Justice Is A Woman

Justice Is A Woman

Summary

The day Joe Remington brought his new bride to Fell Rise, he had already sensed she might not settle easily into his home just outside the Tyneside town of Fellburn. Making plain her disapproval of Joe's familiarity with the servants, questioning the donation of food to striking miners' families - these objections and more soon rubbed Joe and the local people up the wrong way, a problem he could easily have done without. For this was 1926, the year of the General Strike, the effects of which would nowhere be felt more acutely than in this heartland of the North-East.

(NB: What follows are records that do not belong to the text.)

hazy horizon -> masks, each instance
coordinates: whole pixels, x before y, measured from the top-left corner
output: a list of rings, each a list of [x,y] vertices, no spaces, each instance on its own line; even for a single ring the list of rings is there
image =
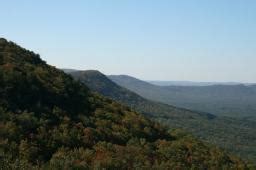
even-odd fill
[[[256,82],[234,82],[234,81],[191,81],[191,80],[150,80],[150,79],[143,79],[143,78],[140,78],[140,77],[137,77],[136,75],[128,75],[128,74],[105,74],[104,72],[102,72],[101,70],[95,70],[95,69],[73,69],[73,68],[59,68],[61,70],[70,70],[71,72],[72,71],[99,71],[100,73],[106,75],[106,76],[129,76],[129,77],[133,77],[133,78],[136,78],[136,79],[139,79],[139,80],[142,80],[142,81],[146,81],[146,82],[165,82],[165,83],[168,83],[168,82],[180,82],[180,83],[213,83],[213,84],[217,84],[217,83],[224,83],[224,84],[245,84],[245,85],[254,85],[256,84]]]
[[[5,1],[0,37],[58,68],[256,82],[256,1]]]

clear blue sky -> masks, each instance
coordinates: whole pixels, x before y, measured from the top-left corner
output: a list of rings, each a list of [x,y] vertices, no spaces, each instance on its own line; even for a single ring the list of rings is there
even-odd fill
[[[256,82],[255,0],[6,0],[0,36],[61,68]]]

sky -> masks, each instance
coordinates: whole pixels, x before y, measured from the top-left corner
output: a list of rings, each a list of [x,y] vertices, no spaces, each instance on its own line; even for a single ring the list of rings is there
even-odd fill
[[[8,0],[0,37],[59,68],[256,82],[255,0]]]

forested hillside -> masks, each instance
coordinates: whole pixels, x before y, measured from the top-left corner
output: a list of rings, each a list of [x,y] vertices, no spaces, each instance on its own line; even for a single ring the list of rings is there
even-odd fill
[[[99,71],[70,74],[91,90],[128,105],[170,128],[182,128],[244,159],[256,160],[256,124],[253,121],[219,117],[153,102],[117,85]]]
[[[246,169],[0,39],[1,169]]]

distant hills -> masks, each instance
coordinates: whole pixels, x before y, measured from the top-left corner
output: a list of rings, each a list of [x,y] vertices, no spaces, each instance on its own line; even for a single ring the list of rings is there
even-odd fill
[[[0,39],[0,169],[247,169]]]
[[[239,82],[195,82],[195,81],[147,81],[157,86],[212,86],[212,85],[255,85],[255,83]]]
[[[255,85],[157,86],[125,75],[109,78],[150,100],[220,116],[256,119]]]
[[[65,70],[64,70],[65,71]],[[207,114],[207,113],[199,113],[199,112],[192,112],[187,109],[181,109],[177,107],[173,107],[167,104],[162,104],[159,102],[154,102],[148,99],[145,99],[138,94],[121,87],[110,80],[107,76],[102,74],[97,70],[88,70],[88,71],[74,71],[69,73],[72,77],[76,80],[83,82],[87,87],[91,90],[98,92],[106,97],[110,97],[118,102],[121,102],[125,105],[130,106],[131,108],[143,112],[149,115],[156,115],[161,113],[172,113],[179,114],[178,112],[181,111],[183,116],[184,113],[188,113],[189,117],[191,116],[202,116],[207,119],[215,118],[214,115]],[[147,110],[147,107],[150,106],[150,109]],[[155,108],[155,109],[153,109]],[[154,112],[154,110],[161,109],[161,112]]]
[[[255,122],[217,117],[145,99],[121,87],[99,71],[77,71],[70,73],[91,90],[121,102],[147,117],[159,121],[169,128],[182,128],[194,135],[226,148],[243,158],[256,160]],[[144,86],[144,82],[141,85]],[[234,148],[234,146],[236,146]]]
[[[72,73],[72,72],[78,71],[78,70],[75,70],[75,69],[68,69],[68,68],[67,69],[63,68],[61,70],[63,70],[65,73]]]

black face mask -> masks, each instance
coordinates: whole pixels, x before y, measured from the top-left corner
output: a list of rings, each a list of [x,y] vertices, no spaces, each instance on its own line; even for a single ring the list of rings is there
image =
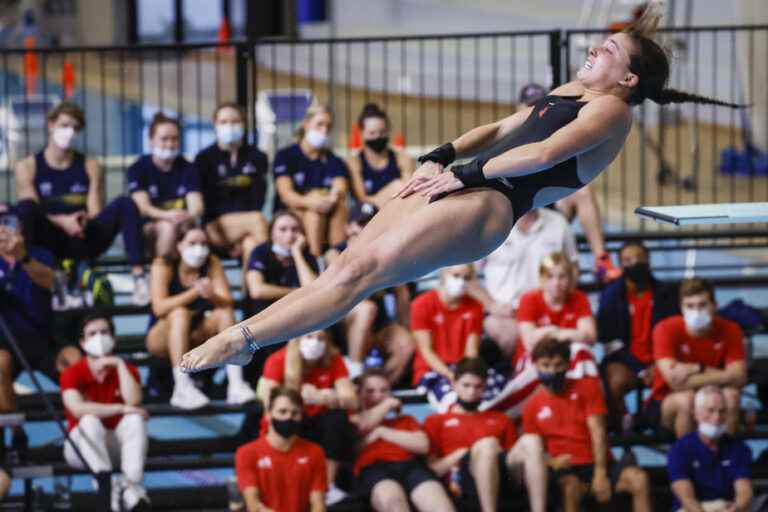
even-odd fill
[[[387,149],[387,145],[389,144],[389,137],[379,137],[378,139],[365,139],[363,142],[365,142],[365,145],[368,146],[368,148],[371,151],[375,151],[376,153],[381,153],[385,149]]]
[[[539,382],[553,393],[559,394],[565,389],[565,371],[557,373],[539,371],[538,374]]]
[[[635,283],[639,290],[646,290],[651,284],[651,266],[640,262],[624,267],[624,276]]]
[[[275,429],[275,432],[280,434],[280,437],[288,439],[289,437],[295,436],[299,433],[301,422],[291,419],[277,420],[272,418],[272,428]]]
[[[476,402],[467,402],[461,398],[457,398],[456,403],[459,404],[461,408],[467,412],[475,412],[477,408],[480,407],[480,400],[477,400]]]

Then when Elaine became pregnant, she saw it as a disaster and only the willingness of her unmarried sister Betty to come an see her through her confinement made it bearable. But in the long run, would Betty's presence only serve to widen the rift between husband and wife, or would she help to bring about a reconciliation?

About the author

Catherine Cookson

Catherine Cookson was born in Tyne Dock, the illegitimate daughter of a poverty-stricken woman, Kate, whom she believed to be her older sister. She began work in service but eventually moved south to Hastings, where she met and married Tom Cookson, a local grammar-school master. Although she was originally acclaimed as a regional writer - her novel The Round Tower won the Winifred Holtby Award for the best regional novel of 1968 - her readership quickly spread throughout the world, and her many best-selling novels established her as one of the most popular of contemporary women novelists. After receiving an OBE in 1985, Catherine Cookson was created a Dame of the British Empire in 1993. She was appointed an Honorary Fellow of St Hilda's College, Oxford, in 1997. For many years she lived near Newcastle upon Tyne. She died shortly before her ninety-second birthday, in June 1998.